Hong Kong restaurants could regain 70 per cent of the business they had before the Covid-19 pandemic this weekend, an industry leader has said, as family dinner and birthday bookings surged in response to plans to ease dining restrictions this Thursday.
Incumbent leader Carrie Lam Cheng Yuet-ngor earlier announced plans to relax several anti-epidemic measures ahead of schedule, such as allowing restaurants to seat eight diners per table, up from the current four.
With the number of coronavirus cases continuing to decline, more curbs are also expected to be phased out from May 19. Bars will be allowed to reopen, while eateries will be able to offer dine-in services from 10pm to midnight.
Do you have questions about the biggest topics and trends from around the world? Get the answers with SCMP Knowledge, our new platform of curated content with explainers, FAQs, analyses and infographics brought to you by our award-winning team.
Restaurants have welcomed the decision to permit more diners per table ahead of Mother’s Day, saying it would allow families to sit together.

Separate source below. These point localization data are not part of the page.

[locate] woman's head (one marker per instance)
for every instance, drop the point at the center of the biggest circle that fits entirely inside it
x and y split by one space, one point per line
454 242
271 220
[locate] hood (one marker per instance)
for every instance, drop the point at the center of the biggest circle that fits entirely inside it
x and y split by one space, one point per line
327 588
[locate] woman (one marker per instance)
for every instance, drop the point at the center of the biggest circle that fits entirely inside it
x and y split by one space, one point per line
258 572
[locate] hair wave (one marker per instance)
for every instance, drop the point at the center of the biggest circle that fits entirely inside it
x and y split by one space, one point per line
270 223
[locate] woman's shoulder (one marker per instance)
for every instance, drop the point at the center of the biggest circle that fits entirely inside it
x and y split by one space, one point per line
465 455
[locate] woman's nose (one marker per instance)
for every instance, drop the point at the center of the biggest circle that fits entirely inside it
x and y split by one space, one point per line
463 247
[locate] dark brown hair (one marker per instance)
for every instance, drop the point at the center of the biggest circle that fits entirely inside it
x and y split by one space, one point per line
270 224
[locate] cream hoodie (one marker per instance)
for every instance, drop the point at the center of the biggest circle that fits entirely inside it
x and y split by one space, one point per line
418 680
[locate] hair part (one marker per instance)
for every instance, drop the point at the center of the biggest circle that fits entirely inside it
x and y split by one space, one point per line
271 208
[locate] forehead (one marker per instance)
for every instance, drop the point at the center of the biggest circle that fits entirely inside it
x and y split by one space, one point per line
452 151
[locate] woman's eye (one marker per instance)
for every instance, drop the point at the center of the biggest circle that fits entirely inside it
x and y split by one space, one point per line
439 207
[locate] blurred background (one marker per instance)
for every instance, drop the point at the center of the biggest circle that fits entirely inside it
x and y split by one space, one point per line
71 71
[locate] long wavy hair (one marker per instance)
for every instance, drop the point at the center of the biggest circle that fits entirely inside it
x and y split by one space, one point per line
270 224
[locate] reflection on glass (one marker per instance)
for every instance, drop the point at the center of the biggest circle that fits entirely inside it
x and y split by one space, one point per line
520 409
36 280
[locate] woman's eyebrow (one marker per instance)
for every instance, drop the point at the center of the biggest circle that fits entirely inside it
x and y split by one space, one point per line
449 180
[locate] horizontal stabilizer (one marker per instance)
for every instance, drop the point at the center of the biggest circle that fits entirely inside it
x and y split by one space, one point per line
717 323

They added that the extended opening hours from May 19 would offer more flexibility to customers and businesses.
Simon Wong Ka-wo, president of the Hong Kong Federation of Restaurants and Related Trades, said operators could regain 70 per cent of the business they had before the pandemic over the weekend.
Further relaxation of measures from May 19 would help eateries to reach 85 per cent of business from the pre-pandemic period, he said.
“We actually hope the government can allow 12 people per table and banquets to host 240 people. Then business will further resume as bigger banquets can be arranged,” Wong said.
The federation president said 3,500 restaurants had temporarily closed and another 500 had permanently ceased business since the start of the fifth wave.
Meraki Hospitality Group co-founder Laura Offe said she had already received four bookings for tables of eight at her two venues, Brazilian-Japanese fusion restaurant Uma Nota and Middle Eastern-themed eatery Bedu. She noted it would have a “major impact” on revenue.
“This will have a significant impact on numbers and also on revenue because generally people who come in groups are going to spend a bit more than a table of two,” she said.
Offe said the government’s decision to extend business hours from 10pm to midnight from May 19 would boost revenue by another 20 to 30 per cent.
Nick Leung, director of operations for Leading Nation group, which oversees 10 brands, including restaurants La Rambla by Catalunya, Wagyumafia and Yakinikumafia, agreed that extending opening hours and party size would allow its venues to host almost twice as many dinner bookings compared with previous levels of business.
“We are already seeing people book for gatherings that they have not been able to book previously due to the restrictions, such as birthday parties,” he said.
Yvonne Kam, the third-generation owner of Yung Kee restaurant in Central, said her business saw a 10 per cent increase in reservations on Tuesday in response to plans to relax curbs ahead of the weekend.
“Some larger families were taking up several tables for each booking, but with the relaxed policy, we can seat families together and make more space to welcome guests back for group dinners,” she said.
The previous decision to allow four diners per table had offered little benefit to Chinese restaurants over the past two weeks, Kam said, noting that business at her eatery had only increased by 10 to 15 per cent at the time.
“By allowing eight people per table, this is a big driver to encourage people to have dinner gatherings, especially in a Chinese restaurant setting, where our cuisine is made to be shared,” she said.
Outlets have already started offering promotions to attract customers, with the hard-hit catering sector looking to capitalise on the government’s distribution of consumption vouchers to residents. The first tranche was handed out earlier this month, with the second round due to be distributed in the summer.
Fiona Chung Sau-lin, general manager of Sun Hung Kai Properties’ leasing department, forecast that half of the company’s 24 malls would record sales growth of about 15 per cent this weekend over the previous one.
Restaurants operating at the developer’s malls had already received numerous customer inquiries about Mother’s Day offers and table bookings, she said.
Chung added that the performance of theatres would improve further by the end of the week, noting that tenant ACX Cinemas at Harbour North was almost fully booked last weekend, despite capacity being capped at 50 per cent.
Cinemas in Hong Kong are also set to benefit from plans to ease restrictions from May 19, with venues allowed to operate at 85 per cent capacity. Film-goers will also be able to purchase food and drink on-site, as part of vaccine pass arrangements.
The second phase of the initiative was launched on April 30, with residents required to have received two doses of a Covid-19 vaccine to access select premises, including restaurants and shopping malls.
Fanny Lam, a spokeswoman for the Hong Kong Theatres Association, said the move would provide a boost to the city’s 64 cinemas, as the capacity limit of 50 per cent was not enough to cover operating costs such as rent, maintenance fees and staff wages.
The relaxation of regulations to allow people to eat and drink in the cinema would also help to offset operating expenses, she said.
“Cinemas occupy a large area, so the rent to be paid is very high,” she said. “If the occupancy rate is increased to the upper limit of 85 per cent after May 19, the theatre will have room to survive.”